My heart arrives on time. I am holding my dying mother’s hand. I am lifting her hand. Her hand will be swollen with diabetes. Her organs are failing. Hey mum. Ooooh. My mind sighs. My heart! I am whispering in her ear. She is awake, listening, soft calm loving, with my head right inside in her breathspace.
She is so big – my mother, in this world, near the next world, each breath slow, but steady, as it should be. Inhale. She can carry everything. I will whisper, louder, in my minds-breath. To hers. She will listen, even if she doesn’t hear. Can she?
Mum. I will say. Muum? I will say. It grooves so easy, a breath, a noise out of my mouth, mixed up with her breath, and she exhales. My heart gasps sharp and now my mind screams, sharp, so so hurt so so angry.
“I have never thrown my heart at you mum. You have never asked me to.”
Only my mind says. This. Not my mouth. But surely the jerk of my breath and heart, there next to hers, has been registered? Is she letting me in?
Nobody, nobody, ever in my life has heard this. Never, mum. I did not trust you, mum. And. I. Pulled air hard and balled it down into my navel, and let it out slow and firm, clean and without bumps out of my mouth, loud and clear over a shoulder, into her ear.
"I am a homosexual, mum."
Read the whole piece for his description of what did happen.
His decision to come out is extraordinary in light of the continent's attitude toward homosexuality. "Gay and lesbian people risk a jail-term of up to 10 years if they are convicted of homosexual acts in Kenya," the BBC reports.
Just last week, Nigerian President Goodluck Jonathan signed a bill outlawing same-sex marriage that has garnered praise in the country. The bill carries penalties of up to 14 years in jail for marriage.
While I didn't report on this issue while I was in Nigeria last year, a colleague, Connor Sheets of the International Business Times, did.

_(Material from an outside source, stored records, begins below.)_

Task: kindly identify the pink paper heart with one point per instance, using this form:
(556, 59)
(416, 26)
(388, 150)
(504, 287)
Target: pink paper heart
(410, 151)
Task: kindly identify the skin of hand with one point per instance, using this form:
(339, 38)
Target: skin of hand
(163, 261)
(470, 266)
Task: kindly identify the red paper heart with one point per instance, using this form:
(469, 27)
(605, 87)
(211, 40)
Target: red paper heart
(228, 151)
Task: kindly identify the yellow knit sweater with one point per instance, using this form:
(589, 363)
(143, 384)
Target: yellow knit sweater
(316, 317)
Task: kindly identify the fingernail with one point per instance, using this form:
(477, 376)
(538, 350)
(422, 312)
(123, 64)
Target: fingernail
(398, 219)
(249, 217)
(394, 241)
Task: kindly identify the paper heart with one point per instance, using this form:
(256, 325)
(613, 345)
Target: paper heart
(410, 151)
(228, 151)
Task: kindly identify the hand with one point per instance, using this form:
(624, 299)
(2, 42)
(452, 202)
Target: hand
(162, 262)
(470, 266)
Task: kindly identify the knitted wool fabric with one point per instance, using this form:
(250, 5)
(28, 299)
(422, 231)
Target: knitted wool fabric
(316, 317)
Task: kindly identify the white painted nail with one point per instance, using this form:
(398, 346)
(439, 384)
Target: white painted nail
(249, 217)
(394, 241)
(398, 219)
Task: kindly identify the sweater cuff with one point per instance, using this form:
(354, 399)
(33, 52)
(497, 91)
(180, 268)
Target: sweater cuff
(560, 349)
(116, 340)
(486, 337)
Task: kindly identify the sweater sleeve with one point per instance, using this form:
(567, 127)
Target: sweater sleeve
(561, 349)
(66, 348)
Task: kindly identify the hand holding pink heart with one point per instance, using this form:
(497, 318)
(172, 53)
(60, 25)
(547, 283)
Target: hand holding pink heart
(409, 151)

He found that one's ability to live freely depends on who you are, and where you live:
Life in Nigeria, one of the world’s most anti-gay nations, is a daily struggle for Adeola (not his real name), a closeted, working-class homosexual man living on the outskirts of Abuja, the nation's small, central capital.
Adeola has been called names, insulted and ostracized over assumptions about his sexuality, so he shields his true self in fear that coming out would only attract more intense abuse.

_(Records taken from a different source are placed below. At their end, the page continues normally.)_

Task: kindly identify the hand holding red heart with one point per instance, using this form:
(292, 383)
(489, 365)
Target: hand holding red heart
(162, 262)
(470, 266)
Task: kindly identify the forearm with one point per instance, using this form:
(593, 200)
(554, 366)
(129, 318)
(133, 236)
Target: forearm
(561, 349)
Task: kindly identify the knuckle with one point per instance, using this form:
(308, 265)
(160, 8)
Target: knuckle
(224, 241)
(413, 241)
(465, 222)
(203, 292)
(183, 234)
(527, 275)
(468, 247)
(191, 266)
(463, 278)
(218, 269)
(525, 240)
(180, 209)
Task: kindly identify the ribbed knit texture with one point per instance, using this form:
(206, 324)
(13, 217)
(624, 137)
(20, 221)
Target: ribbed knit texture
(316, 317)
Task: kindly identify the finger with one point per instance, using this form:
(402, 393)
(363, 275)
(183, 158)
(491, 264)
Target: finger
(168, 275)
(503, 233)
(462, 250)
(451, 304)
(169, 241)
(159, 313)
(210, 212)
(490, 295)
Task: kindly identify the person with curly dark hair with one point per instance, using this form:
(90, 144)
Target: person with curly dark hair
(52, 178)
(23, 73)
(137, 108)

Meanwhile, some young, wealthy gay Nigerians who spend most of their time in the louche, Westernized Victoria Island section of Lagos -- the massive, quickly modernizing megalopolis on Nigeria's southwestern coast -- are able to live a quasi-open life despite the virulent homophobia that rules in much of the rest of the country.

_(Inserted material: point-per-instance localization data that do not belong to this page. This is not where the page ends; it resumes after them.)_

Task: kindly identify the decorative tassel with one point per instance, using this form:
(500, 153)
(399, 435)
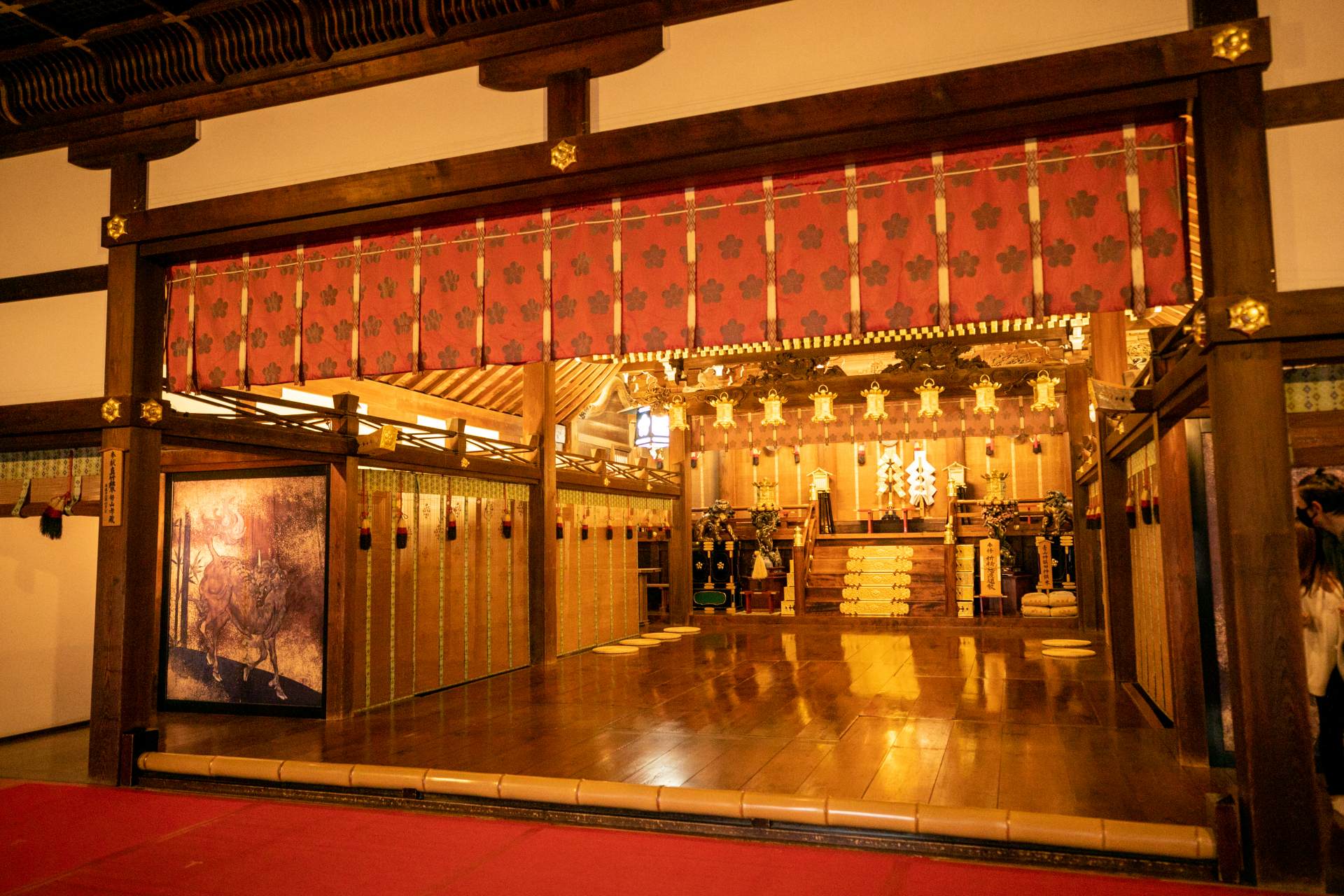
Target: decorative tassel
(51, 522)
(1145, 503)
(403, 535)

Still, Wainaina's news drew praise from his contemporaries. From Teju Cole, a Nigerian author:
And from Otieno Owinom, a Kenyan journalist: "I can't imagine how free you now feel. How liberating must it be to know that you are now true to yourself!"
Wainaina told the Global Post he was "giddy" while writing the essay and believes he'll be accepted in his home country and across Africa:
"People who live in societies where you are being lied to a lot value truth," he said.
Wainaina is set to become a still-louder voice for gay rights, a struggle that he sees as part of a wider defiance, an effort to break apart "the very, very hardwired restrictions that were imposed in 1885" by colonialists and which "are very alive in every facet of African life."
"I want to be part of a generation of people in Kenya and Africa who change [Africa] to be accountable to itself," he said.